Introduction: Hemophilia is an inherited disease of chromosome X. It is 80% related to factor eight diseases (hemophilia A) and 20% related to factor 9 (hemophilia B). These include: risk of bleeding from the joints (feet, knees, elbows), hematoma or soft tissue bruising, postoperative bleeding, tendency of the body to bleed from the nose and mouth due to minor injuries, blood in the urine and feces, and bleeding Cerebral hemophilia A and B are inherited diseases that are passed on from the X chromosome gene. Women have two X chromosomes and men have one X chromosome and one Y chromosome.
A woman carrying a hemophilia gene that she has on one of her X chromosomes is 50% more likely to pass the defective gene to her children. Men who have a defective gene (with hemophilia) do not pass it on to their sons but to girls. It can be passed on through the father. Women who inherit the gene pass it on to their children 50% of the time, with the interpretation that these women do not have an active hemophilia gene, meaning they do not have an active hemophilia problem, but have frequent bleeding. Severe bleeding after surgery and dentistry and severe menstrual bleeding occur in these people. About 1.3% of hemophilia patients have no family history of the disease. These cases are the result of spontaneous gene defect in women.
Care for hemophilia patients: In general, prevention of bleeding and in case of bleeding, its treatment within the first two hours and treatment of bleeding that is mild can only be done at home, otherwise refer to special centers should be done. Improve lifestyle. Intramuscular injections and non-steroidal anti-inflammatory drugs should be avoided. Regular exercise in hemophilia patients and muscle strengthening is very effective in the process of recovery and protection. Patients' treatment also depends on the level of coagulation factors. The person can be different.
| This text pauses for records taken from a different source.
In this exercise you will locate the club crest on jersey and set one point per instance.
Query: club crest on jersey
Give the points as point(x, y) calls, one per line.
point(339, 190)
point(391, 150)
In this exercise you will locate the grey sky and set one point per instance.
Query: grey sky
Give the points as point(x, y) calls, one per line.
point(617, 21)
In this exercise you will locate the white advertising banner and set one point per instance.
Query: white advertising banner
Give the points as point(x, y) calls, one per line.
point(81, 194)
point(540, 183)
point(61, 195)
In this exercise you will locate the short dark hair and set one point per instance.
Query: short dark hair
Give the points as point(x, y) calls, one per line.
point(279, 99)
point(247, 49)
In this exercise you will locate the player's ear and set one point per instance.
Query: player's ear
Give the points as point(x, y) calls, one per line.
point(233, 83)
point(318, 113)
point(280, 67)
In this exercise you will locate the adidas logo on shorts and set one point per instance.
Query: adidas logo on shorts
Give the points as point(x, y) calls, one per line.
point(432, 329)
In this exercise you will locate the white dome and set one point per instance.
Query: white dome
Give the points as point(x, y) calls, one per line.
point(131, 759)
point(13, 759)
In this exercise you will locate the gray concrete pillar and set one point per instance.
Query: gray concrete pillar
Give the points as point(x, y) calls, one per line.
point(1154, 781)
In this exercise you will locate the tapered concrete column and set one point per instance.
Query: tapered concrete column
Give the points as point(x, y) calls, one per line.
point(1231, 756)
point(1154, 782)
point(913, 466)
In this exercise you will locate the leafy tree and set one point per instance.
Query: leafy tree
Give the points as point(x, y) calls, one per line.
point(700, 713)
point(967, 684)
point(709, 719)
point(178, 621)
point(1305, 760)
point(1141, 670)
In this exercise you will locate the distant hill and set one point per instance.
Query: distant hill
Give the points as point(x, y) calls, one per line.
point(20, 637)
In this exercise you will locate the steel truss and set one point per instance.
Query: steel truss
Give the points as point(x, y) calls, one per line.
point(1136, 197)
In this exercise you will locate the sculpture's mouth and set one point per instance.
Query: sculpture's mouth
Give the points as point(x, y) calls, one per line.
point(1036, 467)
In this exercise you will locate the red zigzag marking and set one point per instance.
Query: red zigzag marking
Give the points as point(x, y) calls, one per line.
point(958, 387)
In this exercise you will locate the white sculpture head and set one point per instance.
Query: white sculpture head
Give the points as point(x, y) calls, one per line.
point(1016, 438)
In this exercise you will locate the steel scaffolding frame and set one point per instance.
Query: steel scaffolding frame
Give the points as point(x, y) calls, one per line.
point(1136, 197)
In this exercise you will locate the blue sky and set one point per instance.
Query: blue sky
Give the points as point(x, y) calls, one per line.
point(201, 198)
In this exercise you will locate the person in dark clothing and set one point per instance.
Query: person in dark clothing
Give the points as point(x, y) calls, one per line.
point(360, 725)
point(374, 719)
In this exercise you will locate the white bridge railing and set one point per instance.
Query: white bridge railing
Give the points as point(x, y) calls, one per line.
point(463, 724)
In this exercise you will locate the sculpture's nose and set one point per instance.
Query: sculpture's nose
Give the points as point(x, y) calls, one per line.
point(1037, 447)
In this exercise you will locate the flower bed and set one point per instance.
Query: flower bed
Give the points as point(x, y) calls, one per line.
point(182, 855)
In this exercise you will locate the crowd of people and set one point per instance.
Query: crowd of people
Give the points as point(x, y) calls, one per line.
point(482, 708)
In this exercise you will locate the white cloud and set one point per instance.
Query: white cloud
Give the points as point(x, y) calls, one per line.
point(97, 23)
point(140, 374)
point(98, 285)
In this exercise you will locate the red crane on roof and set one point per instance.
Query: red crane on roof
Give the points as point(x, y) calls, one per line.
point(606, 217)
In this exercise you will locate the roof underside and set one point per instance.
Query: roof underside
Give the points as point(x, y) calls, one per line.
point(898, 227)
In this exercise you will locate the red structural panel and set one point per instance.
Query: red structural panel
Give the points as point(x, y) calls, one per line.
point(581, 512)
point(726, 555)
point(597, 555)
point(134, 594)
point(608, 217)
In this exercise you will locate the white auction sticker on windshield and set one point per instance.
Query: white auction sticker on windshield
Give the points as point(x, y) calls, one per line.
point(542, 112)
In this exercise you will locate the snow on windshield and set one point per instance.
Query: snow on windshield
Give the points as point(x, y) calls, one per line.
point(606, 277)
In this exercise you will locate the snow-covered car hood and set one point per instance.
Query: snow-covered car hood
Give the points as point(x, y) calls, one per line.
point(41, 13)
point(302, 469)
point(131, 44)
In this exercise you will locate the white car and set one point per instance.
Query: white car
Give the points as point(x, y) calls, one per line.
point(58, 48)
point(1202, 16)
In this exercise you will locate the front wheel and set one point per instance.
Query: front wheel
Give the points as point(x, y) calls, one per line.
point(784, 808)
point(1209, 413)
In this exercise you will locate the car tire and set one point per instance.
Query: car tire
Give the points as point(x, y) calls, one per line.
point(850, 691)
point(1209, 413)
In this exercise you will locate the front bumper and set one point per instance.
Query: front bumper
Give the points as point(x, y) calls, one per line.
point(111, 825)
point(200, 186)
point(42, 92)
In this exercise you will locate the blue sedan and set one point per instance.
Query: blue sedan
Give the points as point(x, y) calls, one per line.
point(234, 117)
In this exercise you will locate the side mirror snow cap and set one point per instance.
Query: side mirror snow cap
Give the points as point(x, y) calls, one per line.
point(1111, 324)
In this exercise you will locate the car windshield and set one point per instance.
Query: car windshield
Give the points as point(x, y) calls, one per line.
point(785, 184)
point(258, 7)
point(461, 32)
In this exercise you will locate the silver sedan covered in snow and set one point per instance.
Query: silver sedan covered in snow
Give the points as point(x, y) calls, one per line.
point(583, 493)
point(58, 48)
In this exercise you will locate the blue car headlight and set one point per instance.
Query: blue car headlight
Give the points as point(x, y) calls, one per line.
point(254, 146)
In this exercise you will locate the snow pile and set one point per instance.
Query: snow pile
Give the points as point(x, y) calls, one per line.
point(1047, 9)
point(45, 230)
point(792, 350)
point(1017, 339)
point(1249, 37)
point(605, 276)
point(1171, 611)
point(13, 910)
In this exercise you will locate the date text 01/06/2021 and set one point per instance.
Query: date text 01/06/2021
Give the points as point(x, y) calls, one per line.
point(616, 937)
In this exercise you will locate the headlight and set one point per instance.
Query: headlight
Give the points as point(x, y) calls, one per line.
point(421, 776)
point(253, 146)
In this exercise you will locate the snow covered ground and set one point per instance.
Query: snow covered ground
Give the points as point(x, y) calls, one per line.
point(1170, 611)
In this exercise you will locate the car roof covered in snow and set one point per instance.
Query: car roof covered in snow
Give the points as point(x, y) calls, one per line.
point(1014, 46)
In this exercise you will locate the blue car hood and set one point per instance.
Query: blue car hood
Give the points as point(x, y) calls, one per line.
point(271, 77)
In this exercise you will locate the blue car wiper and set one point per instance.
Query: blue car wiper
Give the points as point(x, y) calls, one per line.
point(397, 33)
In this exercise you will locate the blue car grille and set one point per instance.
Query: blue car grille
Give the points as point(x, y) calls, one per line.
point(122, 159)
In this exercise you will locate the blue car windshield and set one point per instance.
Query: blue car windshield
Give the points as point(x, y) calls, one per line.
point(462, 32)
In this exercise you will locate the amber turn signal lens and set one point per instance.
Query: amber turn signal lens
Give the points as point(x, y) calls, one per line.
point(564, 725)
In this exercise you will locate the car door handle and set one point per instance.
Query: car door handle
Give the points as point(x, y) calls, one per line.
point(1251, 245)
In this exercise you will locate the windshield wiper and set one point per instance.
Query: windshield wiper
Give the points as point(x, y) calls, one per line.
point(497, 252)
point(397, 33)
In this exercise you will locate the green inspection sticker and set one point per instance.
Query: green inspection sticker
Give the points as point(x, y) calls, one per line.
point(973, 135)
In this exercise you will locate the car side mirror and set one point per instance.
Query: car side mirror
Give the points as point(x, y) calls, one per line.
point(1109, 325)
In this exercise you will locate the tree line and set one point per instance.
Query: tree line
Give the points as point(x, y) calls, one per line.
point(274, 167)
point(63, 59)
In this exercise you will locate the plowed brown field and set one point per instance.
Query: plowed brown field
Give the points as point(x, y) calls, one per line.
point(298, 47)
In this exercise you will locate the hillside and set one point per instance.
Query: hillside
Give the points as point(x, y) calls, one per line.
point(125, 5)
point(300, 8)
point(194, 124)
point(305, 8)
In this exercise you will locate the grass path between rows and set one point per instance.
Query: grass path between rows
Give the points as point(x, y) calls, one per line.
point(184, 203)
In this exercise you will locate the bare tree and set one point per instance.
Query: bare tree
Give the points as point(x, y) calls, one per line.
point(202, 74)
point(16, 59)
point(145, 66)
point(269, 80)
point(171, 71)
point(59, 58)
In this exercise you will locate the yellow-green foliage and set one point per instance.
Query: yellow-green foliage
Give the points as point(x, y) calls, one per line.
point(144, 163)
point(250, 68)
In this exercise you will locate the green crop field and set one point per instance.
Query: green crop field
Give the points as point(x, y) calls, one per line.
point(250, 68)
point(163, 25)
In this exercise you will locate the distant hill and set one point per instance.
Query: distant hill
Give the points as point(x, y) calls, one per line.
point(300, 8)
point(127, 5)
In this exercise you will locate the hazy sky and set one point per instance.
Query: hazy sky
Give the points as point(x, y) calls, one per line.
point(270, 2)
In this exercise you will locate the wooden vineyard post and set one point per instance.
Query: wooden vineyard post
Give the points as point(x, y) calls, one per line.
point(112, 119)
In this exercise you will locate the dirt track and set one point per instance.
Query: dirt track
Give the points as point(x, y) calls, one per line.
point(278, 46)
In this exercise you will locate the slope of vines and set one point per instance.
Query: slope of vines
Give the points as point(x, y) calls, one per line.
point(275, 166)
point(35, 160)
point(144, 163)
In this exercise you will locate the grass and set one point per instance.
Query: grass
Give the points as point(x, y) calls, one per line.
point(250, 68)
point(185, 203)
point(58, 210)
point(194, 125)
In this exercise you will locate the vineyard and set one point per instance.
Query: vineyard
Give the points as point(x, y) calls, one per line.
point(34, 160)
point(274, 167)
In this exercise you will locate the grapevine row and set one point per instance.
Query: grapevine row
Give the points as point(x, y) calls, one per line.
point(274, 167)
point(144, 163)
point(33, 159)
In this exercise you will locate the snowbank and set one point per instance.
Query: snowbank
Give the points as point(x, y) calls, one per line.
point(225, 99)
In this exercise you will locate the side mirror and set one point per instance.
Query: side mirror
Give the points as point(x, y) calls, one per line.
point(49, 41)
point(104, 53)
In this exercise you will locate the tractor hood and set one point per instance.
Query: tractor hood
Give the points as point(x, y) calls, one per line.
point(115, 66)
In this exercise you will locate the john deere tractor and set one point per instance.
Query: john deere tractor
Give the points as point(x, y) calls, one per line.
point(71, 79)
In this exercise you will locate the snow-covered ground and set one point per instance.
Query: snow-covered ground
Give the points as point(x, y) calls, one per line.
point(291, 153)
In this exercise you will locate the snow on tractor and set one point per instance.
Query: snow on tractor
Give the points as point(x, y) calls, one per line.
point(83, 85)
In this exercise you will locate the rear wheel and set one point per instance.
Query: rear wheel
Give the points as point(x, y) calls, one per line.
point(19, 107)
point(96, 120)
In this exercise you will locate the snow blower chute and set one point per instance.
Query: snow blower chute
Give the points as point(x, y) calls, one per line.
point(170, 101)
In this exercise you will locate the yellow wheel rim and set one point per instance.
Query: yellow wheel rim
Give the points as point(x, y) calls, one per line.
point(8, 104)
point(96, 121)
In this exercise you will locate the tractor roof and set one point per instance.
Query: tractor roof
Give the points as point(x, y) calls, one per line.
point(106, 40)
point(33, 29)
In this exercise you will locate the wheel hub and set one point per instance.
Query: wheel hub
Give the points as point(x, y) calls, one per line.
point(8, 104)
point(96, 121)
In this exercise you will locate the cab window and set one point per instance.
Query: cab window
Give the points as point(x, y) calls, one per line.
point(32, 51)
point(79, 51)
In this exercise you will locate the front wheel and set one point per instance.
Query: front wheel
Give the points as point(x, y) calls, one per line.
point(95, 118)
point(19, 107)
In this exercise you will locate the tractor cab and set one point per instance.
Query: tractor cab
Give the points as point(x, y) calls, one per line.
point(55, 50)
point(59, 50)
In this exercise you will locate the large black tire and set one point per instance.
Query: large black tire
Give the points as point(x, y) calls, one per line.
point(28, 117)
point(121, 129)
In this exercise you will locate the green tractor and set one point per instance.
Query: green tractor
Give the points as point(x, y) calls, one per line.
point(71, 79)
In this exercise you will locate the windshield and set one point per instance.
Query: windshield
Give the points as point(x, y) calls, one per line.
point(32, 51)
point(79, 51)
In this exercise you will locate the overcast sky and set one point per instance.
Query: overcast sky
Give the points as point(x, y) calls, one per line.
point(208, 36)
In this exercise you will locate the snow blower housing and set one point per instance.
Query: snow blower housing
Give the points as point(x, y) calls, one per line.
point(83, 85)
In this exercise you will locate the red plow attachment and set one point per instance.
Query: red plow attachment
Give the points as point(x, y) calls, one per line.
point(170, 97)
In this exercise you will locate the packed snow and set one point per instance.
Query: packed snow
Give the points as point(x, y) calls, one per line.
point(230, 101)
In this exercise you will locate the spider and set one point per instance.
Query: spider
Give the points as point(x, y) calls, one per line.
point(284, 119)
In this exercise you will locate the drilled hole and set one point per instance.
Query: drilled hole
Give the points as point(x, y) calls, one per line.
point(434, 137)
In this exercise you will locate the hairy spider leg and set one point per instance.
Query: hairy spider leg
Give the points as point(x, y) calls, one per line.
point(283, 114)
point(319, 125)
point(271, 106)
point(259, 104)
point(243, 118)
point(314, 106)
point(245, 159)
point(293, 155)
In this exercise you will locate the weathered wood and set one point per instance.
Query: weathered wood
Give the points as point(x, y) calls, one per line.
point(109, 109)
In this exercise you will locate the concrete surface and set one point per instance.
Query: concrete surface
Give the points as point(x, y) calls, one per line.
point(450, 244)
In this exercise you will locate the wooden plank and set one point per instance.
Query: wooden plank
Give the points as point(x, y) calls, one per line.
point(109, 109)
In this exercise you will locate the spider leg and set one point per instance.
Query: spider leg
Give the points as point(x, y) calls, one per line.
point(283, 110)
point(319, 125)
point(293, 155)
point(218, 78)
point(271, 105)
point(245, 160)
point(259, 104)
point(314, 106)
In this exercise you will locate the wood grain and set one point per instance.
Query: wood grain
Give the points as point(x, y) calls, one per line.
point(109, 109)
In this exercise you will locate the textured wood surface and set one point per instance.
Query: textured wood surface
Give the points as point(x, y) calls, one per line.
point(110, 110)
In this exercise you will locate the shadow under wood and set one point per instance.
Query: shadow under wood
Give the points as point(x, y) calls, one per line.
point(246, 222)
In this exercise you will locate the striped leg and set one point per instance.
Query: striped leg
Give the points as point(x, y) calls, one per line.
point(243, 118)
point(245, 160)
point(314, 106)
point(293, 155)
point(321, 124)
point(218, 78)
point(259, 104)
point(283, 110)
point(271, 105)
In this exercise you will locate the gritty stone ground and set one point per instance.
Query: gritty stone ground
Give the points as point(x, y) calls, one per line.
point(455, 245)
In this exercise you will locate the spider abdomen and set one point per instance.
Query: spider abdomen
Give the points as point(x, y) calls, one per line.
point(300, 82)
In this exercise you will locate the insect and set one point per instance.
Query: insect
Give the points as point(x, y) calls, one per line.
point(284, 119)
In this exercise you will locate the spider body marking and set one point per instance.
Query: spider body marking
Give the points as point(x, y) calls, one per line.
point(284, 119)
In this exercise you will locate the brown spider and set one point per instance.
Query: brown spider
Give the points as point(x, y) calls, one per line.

For example: the method of replacing coagulation factors, stimulating the body to produce coagulation factors (desmopressin), clot-retaining drugs, surgery in need, ie damage to the joints, vaccination, etc.
Methods: BYE REVIEW AND STUDT OTHER ARTICLES
Results: There is generally no definitive cure for hemophilia patients, but by following the simple tips, patients can avoid bleeding and serious injuries to experience a healthier life.
Conclusion: the best time to perform hemophilia genetic tests and determine a person's genetic status is before pregnancy, because in some cases determining a person's genetic status is complex and takes time. So before trying to conceive, couples should go to the lab. If the condition is known. It is possible to diagnose more quickly in pregnancy.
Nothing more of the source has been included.